Another figure came running down the street, waving to them. She was a tall black woman in tennis shoes, jeans, and a heavy jacket, unzipped and flapping in her haste to join them.
Painter smiled, recognizing the appropriateness of this latecomer to the party. She truly should be here.
1:11 A.M.
“Momma!” Jada said, hugging her mother. “You made it!”
“Wouldn’t miss it!” she said, huffing heavily, clearly having run most of the length of the Mall to make it in time.
Jada took her mother’s hand, leaning against her.
They both stared up at the night sky, as they had so many times in the past, sprawled on a blanket watching the Perseid or Leonid meteor showers. It was those moments that had made her want to explore those stars, to be a part of them. Jada wouldn’t be who she was without her mother’s inspiration.
Fingers squeezed lovingly upon hers, full of pride and joy.
“Here it comes,” Jada whispered.
Mother and daughter held tight.
From the east, a roar rose and a massive fireball streaked into view, burning across the world, trailing streams of light and energy, shedding the very forces of the universe. It ripped past overhead, hushing the crowd with its fiery course—then came the sonic boom of its passage, sounding like the earth cracking. People fell to the ground, windows shattered throughout the city, car alarms wailed.

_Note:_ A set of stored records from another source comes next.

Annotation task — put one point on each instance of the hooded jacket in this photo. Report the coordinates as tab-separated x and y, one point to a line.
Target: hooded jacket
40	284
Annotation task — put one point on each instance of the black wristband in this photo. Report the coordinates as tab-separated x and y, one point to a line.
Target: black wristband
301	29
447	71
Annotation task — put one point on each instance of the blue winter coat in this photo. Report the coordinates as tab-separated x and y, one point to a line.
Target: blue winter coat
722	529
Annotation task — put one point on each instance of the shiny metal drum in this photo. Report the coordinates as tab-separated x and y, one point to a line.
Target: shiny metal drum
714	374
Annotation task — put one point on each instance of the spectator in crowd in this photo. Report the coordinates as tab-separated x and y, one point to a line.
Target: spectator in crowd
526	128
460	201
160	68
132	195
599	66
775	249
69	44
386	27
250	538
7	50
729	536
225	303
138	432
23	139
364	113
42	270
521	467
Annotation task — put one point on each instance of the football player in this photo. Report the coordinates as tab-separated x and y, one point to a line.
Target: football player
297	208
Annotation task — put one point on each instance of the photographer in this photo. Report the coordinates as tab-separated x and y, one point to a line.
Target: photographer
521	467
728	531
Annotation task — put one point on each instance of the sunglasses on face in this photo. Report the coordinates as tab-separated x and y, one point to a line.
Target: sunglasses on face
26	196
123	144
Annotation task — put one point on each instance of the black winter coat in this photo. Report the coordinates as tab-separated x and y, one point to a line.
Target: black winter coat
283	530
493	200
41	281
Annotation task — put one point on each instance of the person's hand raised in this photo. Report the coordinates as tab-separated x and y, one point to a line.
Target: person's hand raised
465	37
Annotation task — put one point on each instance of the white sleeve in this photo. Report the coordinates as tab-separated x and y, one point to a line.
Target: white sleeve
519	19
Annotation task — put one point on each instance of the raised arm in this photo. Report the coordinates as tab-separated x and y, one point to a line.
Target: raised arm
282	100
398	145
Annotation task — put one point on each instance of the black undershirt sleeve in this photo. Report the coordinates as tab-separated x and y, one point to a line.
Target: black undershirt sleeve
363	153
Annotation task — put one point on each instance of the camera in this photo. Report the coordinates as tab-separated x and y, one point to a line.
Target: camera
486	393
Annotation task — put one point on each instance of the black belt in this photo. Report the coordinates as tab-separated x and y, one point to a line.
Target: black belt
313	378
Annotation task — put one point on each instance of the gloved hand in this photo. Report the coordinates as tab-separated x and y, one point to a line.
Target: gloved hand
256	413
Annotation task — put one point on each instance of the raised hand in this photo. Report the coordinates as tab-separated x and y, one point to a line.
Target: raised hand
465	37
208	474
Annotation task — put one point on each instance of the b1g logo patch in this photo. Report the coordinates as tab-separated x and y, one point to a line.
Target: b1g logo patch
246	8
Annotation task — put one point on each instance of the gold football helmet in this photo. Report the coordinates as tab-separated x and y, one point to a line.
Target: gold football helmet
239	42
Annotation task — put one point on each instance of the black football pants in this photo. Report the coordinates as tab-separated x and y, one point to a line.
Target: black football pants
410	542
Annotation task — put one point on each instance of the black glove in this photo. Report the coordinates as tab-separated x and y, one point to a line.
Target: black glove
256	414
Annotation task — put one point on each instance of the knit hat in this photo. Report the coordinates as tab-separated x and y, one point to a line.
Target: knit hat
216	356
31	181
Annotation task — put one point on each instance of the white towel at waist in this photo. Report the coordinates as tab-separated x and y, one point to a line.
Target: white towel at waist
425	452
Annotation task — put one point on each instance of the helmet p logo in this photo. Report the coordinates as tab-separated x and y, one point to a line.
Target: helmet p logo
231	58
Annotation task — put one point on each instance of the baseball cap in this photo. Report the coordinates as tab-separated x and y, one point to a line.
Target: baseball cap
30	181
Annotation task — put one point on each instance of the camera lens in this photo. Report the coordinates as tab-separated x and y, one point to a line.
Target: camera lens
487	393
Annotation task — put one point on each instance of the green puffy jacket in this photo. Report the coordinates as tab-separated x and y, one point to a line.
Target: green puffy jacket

Jada kept to her feet next to her mother, both smiling, watching the flaming star rush to the east—where at the horizon, it exploded in a blinding flash, casting fiery rockets farther out, vanishing into the distance.
A second boom echoed back to them.
Then the night returned to darkness, leaving the comet blazing in the skies. As they watched, a scatter of a hundred falling stars winked and zipped, the last hurrah from the heavens.
The crowed cheered and applauded.
Jada found herself doing the same, her mother cheering just as loudly, tears shining in her eyes at the wonder of it all.
A line from Carl Sagan struck Jada then.
We are star-stuff. We are a way for the cosmos to know itself.
It never felt truer than this moment.
34
November 25, 11:28 A.M. EST
Washington, D.C.
Duncan sat on the stool with his shirt on his lap.
The tattoo needle blazed fire across the back of his arm, where his triceps formed a hard horseshoe. The fiery pain was appropriate considering the subject matter being inked upon his flesh.
It was a tiny comet, ablaze with fire and trailing a long curved tail. The design had a slightly Asian flare to it, not unlike what was sculpted in gold back at Lake Baikal, hanging above the Chinese king as he offered St. Thomas his cross.
A bevy of archaeologists and religious scholars were scouring that cave on Olkhon Island. Word was still being kept under wraps from the general public due to the sheer volume of gold inside, not to mention the twelve bejeweled crowns from Genghis Khan’s conquests. Duncan expected the site would eventually become a new mecca for St. Thomas Christians—for all Christians, and likely those of Mongol descent, too.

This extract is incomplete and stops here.